A presença de mulheres também chama a atenção da dupla de limpeza que achava que sumô era "coisa somente de homens gordos". A atleta Fernanda Rojas, 42, está ali provando que não. Formada em Física, atua na área médica como especialista em radiodiagnóstico. Ela também estampa o pôster enorme que ocupa uma das paredes do ginásio, anunciando o já ultrapassado campeonato brasileiro de 2019. Tem 1,62m de altura, 95 kg e se prepara para o campeonato brasileiro que acontece em novembro.
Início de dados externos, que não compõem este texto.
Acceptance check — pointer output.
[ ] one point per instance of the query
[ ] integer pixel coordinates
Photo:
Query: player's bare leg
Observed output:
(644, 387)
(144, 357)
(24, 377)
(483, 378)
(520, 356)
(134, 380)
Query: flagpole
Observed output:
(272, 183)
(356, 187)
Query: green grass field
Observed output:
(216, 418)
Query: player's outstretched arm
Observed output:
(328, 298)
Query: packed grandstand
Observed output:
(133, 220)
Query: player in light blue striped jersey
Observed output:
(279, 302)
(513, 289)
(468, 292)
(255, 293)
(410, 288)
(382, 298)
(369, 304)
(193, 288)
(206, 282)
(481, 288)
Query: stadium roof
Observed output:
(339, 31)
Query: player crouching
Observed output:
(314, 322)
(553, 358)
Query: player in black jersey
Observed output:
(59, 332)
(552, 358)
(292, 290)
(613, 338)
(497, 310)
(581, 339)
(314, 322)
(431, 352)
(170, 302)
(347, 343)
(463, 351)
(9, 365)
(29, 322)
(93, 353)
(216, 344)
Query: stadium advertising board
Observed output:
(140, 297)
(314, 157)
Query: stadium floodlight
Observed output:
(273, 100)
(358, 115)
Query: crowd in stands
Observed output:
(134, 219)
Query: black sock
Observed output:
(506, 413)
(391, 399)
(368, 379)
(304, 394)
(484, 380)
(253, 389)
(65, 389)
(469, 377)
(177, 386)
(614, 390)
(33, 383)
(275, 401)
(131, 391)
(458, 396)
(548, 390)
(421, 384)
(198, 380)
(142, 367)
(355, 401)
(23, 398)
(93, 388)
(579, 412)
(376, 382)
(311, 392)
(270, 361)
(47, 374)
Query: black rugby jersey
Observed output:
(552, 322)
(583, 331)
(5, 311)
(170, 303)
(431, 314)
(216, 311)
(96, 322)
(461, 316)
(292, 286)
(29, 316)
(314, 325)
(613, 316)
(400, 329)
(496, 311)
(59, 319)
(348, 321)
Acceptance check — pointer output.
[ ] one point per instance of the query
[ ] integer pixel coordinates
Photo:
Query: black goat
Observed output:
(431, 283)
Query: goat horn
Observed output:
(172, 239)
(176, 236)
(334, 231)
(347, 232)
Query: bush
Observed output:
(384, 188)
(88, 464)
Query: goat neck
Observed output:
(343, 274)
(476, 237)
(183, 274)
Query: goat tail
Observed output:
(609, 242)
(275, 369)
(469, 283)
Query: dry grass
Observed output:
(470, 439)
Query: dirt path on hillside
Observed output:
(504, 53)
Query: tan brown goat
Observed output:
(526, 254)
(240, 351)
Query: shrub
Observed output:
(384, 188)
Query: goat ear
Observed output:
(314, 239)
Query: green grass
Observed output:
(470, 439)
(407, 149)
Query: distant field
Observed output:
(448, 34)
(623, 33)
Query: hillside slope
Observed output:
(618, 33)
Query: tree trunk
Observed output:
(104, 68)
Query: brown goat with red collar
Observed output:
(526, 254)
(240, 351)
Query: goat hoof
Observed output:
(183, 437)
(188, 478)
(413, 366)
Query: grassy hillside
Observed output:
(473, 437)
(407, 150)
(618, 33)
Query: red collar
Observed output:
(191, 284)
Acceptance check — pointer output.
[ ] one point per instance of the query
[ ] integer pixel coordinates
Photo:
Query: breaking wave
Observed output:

Após os exercícios, a luta

O objetivo é empurrar o oponente para fora do ringue ou forçá-lo a tocar o chão com qualquer parte do corpo que não seja a planta dos pés. Com as pernas vermelhas, sangue circulando forte, Fernanda afirma que está de boa e não vai lutar — se recupera de uma cirurgia no joelho. Mas muda de ideia cinco minutos depois. "Não aguenta ficar só olhando", comenta o Sensei com um olhar nada surpreso.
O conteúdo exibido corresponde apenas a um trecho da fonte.